So, a few weeks ago I applied for this Student Congress thing that's going on in Vancouver this Friday (April 4th). It's part of the provincial government's initiative to create more of a dialogue with schools.
So, I applied, and I was one of the people randomly selected to participate. They're flying me by float plane to Vancouver, and they're covering all transportation and rooming costs. Sweet deal, right?
I thought so. So know, I'm thinking about what kind of stuff I should do to prepare, and a lot of my musing over the past few days has been about that, trying to find something that I can talk about when I get to this student congress thingy.
So I thought. And I wrote. And I reflected. And I wrote some more. And I talked with my parents. And I wrote some more. And I talked with some other random people. And I wrote some more. You get the picture.

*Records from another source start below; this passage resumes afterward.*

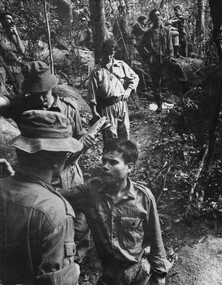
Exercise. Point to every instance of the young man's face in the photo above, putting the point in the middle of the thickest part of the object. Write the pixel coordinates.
(42, 100)
(115, 169)
(156, 18)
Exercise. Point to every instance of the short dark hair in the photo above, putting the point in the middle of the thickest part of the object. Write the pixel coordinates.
(177, 7)
(126, 147)
(141, 18)
(152, 13)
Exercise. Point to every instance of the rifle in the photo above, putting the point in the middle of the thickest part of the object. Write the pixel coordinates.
(10, 75)
(99, 125)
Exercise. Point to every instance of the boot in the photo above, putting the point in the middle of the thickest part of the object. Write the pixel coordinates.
(159, 107)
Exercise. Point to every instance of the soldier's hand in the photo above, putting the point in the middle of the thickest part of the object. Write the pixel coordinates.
(88, 140)
(5, 168)
(127, 94)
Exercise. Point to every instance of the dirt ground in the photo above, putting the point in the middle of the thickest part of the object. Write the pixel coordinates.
(197, 247)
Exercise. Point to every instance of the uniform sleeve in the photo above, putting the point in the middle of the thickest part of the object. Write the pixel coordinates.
(78, 130)
(57, 259)
(132, 79)
(92, 88)
(170, 43)
(159, 264)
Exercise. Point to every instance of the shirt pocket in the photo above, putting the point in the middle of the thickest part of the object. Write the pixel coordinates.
(69, 251)
(131, 233)
(97, 215)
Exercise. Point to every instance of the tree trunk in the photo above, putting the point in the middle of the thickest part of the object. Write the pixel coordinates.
(200, 24)
(97, 12)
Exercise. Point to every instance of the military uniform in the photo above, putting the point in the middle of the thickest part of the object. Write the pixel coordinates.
(106, 89)
(122, 230)
(72, 174)
(37, 232)
(157, 48)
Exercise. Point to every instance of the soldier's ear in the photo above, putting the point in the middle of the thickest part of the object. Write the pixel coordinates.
(130, 167)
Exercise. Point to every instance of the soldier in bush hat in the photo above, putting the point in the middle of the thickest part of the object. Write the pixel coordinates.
(38, 85)
(156, 49)
(37, 237)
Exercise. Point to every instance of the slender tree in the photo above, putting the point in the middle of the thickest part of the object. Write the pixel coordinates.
(97, 12)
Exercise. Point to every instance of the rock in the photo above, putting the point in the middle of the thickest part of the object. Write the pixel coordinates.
(198, 265)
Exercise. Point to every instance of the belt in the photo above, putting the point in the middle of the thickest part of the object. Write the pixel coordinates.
(109, 101)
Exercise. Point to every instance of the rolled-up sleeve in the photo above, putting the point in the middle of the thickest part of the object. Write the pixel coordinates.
(57, 259)
(92, 88)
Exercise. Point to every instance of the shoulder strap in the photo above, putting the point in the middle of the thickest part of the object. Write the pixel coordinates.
(69, 102)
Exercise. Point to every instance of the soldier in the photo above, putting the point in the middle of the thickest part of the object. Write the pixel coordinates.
(5, 168)
(38, 85)
(157, 50)
(37, 224)
(123, 220)
(110, 86)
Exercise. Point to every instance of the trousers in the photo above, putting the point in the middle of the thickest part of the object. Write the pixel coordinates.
(137, 274)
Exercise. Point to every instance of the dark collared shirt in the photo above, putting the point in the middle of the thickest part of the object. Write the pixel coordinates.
(122, 229)
(37, 234)
(63, 106)
(113, 82)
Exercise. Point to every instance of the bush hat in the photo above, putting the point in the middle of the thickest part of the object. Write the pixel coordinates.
(38, 78)
(45, 130)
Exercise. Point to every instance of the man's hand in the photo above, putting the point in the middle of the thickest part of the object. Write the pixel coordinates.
(96, 116)
(127, 94)
(5, 168)
(88, 140)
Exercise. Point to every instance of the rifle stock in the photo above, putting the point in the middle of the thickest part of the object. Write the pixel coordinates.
(99, 125)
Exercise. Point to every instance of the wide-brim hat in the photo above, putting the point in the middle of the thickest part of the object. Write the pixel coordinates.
(45, 130)
(38, 78)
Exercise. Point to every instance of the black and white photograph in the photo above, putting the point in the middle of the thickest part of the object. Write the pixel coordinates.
(110, 142)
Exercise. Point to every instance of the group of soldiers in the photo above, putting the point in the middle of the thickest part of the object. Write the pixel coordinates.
(47, 212)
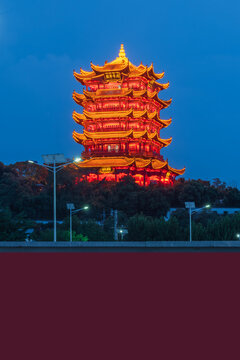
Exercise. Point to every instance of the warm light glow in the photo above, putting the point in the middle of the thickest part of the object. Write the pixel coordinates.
(122, 123)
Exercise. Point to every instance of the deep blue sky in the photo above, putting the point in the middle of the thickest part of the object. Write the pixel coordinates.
(195, 42)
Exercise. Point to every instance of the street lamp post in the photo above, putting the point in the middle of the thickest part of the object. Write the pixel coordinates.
(190, 206)
(54, 163)
(72, 211)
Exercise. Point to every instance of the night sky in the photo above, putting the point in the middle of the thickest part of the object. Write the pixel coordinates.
(195, 42)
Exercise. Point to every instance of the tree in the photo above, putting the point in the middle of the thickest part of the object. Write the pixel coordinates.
(13, 228)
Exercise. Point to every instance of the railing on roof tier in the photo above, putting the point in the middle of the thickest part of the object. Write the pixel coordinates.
(129, 153)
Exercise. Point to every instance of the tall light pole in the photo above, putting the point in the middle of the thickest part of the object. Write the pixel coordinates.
(190, 206)
(72, 210)
(54, 163)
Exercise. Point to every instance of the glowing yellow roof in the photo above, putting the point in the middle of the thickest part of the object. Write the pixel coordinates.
(121, 161)
(80, 138)
(120, 64)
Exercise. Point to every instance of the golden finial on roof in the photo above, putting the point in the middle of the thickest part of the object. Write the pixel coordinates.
(122, 52)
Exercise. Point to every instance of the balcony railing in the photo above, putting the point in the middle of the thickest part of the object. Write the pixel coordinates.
(129, 153)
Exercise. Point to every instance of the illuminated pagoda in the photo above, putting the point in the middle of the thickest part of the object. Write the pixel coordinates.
(121, 121)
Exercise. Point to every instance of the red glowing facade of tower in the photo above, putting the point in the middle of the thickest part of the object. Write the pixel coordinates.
(122, 123)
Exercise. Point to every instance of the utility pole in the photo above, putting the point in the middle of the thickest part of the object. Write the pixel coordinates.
(115, 225)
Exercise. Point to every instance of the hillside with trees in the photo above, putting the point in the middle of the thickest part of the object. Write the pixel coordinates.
(26, 196)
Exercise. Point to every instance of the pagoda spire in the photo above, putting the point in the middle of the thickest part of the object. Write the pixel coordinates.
(122, 52)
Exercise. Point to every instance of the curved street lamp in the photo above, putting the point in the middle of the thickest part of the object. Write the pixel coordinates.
(54, 163)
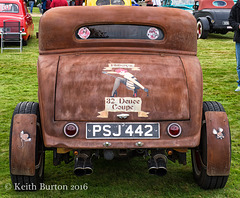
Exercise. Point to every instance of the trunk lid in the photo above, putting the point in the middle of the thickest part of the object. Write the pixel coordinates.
(98, 87)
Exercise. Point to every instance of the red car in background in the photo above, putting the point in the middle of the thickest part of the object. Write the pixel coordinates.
(17, 10)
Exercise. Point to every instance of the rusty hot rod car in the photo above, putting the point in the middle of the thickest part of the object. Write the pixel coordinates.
(115, 84)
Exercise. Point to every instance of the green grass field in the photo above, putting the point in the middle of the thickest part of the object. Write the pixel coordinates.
(121, 178)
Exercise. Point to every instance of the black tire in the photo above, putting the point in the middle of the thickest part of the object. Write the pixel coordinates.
(24, 42)
(199, 155)
(20, 182)
(202, 33)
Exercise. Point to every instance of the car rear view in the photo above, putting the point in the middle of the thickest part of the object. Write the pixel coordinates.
(116, 85)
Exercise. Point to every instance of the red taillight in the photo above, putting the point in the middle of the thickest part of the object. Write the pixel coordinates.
(174, 130)
(70, 130)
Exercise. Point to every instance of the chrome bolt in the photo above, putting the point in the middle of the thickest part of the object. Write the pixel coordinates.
(107, 144)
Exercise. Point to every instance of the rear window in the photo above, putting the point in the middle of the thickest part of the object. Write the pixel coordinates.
(219, 3)
(119, 32)
(9, 7)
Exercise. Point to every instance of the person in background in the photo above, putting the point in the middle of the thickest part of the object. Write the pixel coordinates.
(234, 20)
(157, 3)
(57, 3)
(44, 3)
(48, 4)
(31, 4)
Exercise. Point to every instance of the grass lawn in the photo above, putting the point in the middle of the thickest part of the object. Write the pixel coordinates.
(128, 178)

So, in tune with what I posted the other day in giving young people a way to finding their way in the world, I've finally got it. I have a cause, and I have something that I can change.
That thing is located within the school system. Now, I know that we do a pretty dang good job here in British Columbia at education. We have high standards, good universities, great teachers, and great programs. My school in particular is one that is very accepting and friendly, offering a great variety of programs to choose from while boasting an excellent teaching staff.
However, like many other good systems, it is not perfect, and I have a passion to continue to continually make things better.
Kids in general aren't big fans of school. Granted, they like the fact that they can make friends and on occassion find a subject that they particularly enjoy, but the whole concept of a classroom isn't always the greatest. Now, this can often be countered by the magic personality or the excellent teaching style of a good educator, but it can also be improved in other ways. If you want students to enjoy learning, then you've got to think outside the box.
One of the key ways to do this is by letting them out of the classroom. I know for a fact that at my school in particular, one of the best things that our students like to do is travel. Get out there and get to know the world, and experience the things that they are being taught in class. I mean, one can only stomach sitting behind a desk for so long, that's why we invented holidays. But what about field trips?
These are a brilliant concept, and not only for educational purposes, but also for the purposes of letting the students let loose and have fun together. Because that's the thing that students come to school for, is to have fun with others their age as they learn about the world and about each other.
An educational policy that encouraged twice as many stuctured extracurriculars that all students could enjoy is a start, and not only in the form of other courses that they could take, but also more excursions that take lessons outside of the classroom.
If students don't have to spend so much time in a world they view as a prison which can't hold them forever, they won't be so inclined to dislike it.